Beginning our annual countdown of the junior single-seater racers who have made the strongest impression on our team of writers over the past 12 months
50. Jamie Chadwick
Re-entry (40th in ’19) • Didn’t have it all her own way in W Series title defence
W Series’ two-time champion wasn’t quite as impressive as she was on her way to her first title, but an all-around stronger field may have been behind at least part of that. In the championship she was challenged all the way to the final race by Alice Powell, whose protege Abbi Pulling was also right up there at the end of the year. But Chadwick’s qualifying exploits and ability to recover positions when something went wrong (such as being shoved off-track in the season opener) is what swung the difference in her favour.
To Chadwick’s credit, she rebounded after a miserable 2020 Formula Regional European Championship campaign in the same car to prove why she remains W Series’ strongest and most complete package. She was there or thereabouts at almost every event, and put in a few devastating performances such as in the penultimate race at Circuit of the Americas. On top of that, she’s taken to the off-road Extreme E, a series with precisely zero relevance to W Series, and handled the tricky swapping between the two.

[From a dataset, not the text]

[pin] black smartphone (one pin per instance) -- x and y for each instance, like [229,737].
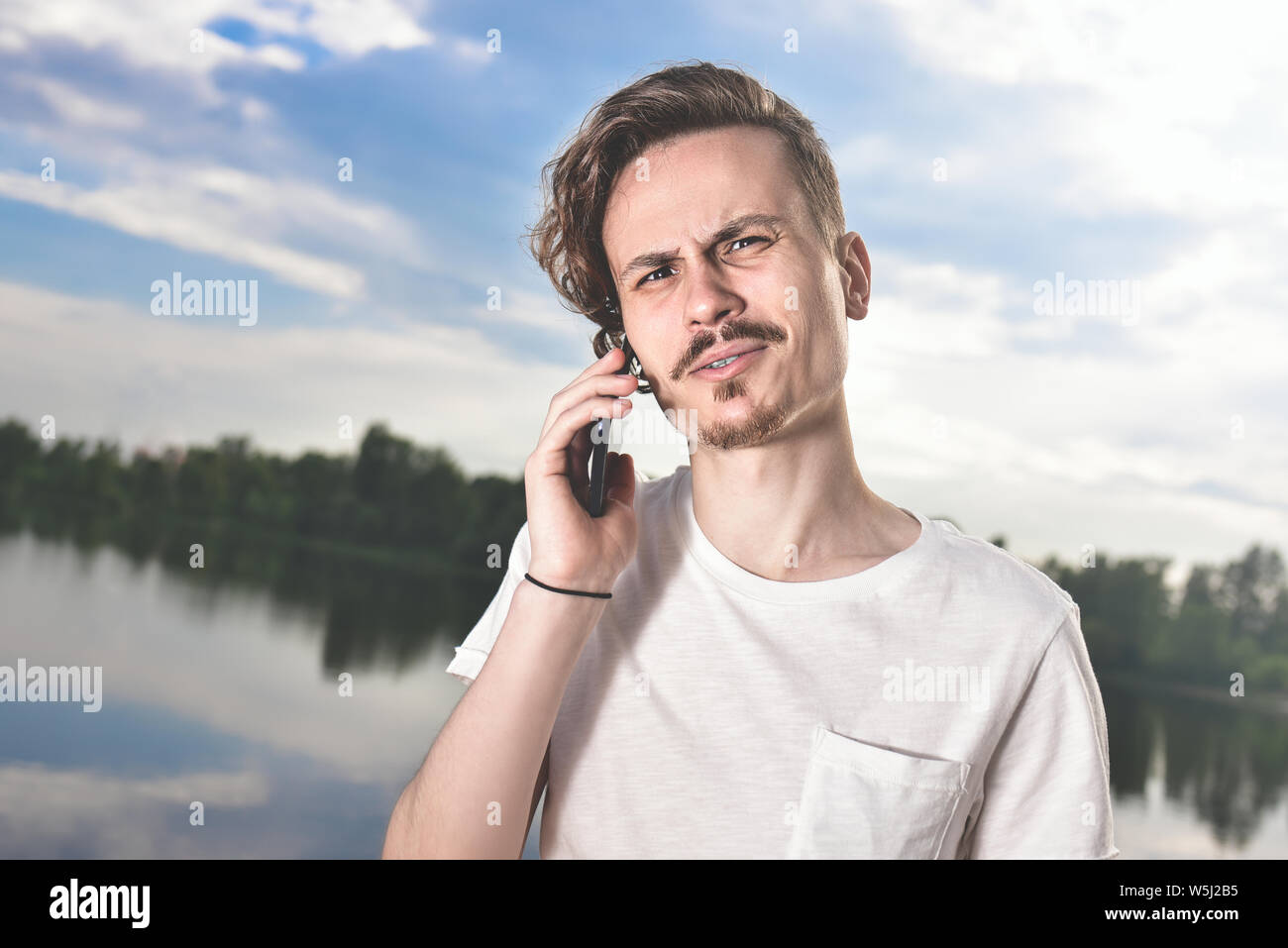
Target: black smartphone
[599,447]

The jury is very much out over how strong W Series’ field truly is, and hopefully several of the more experienced drivers can move on and showcase that in 2022. Chadwick is one driver who should do exactly that, and she’s linked heavily to a FIA Formula 3 seat with one of the British teams.
49. Pierre-Louis Chovet
New entry • Made Zhou work for Asian F3 title, then cruelly lost FIA F3 drive
Winning the Asian F3 title at the start of the year was an important step in Guanyu Zhou landing a place on the Formula 1 grid, since it brought him to within two points of earning his superlicence. He was made to work for that title by the efforts of Chovet, and had to overhaul the Frenchman at the final round. But while Zhou’s commercial backing eased his path towards F1 alongside his performances in his third season of F2, Chovet found himself high-and-dry when his main sponsor dropped him after just one round of his first full campaign in FIA F3.
Chovet had gone into Asian F3 with a year’s experience of the Tatuus T-318 from FREC, but he wasn’t the only one that knew the car, and it was an impressive sequence of wins in his Pinnacle Motorsport entry in the middle of the four-week contest that hauled him above Prema-run F2 winners Zhou and Jehan Daruvala and to the top of the standings. Unfortunately for Chovet, the final round was easily his worst, with relatively poor qualifying results opening the door for Zhou and a penultimate-race collision not helping his cause.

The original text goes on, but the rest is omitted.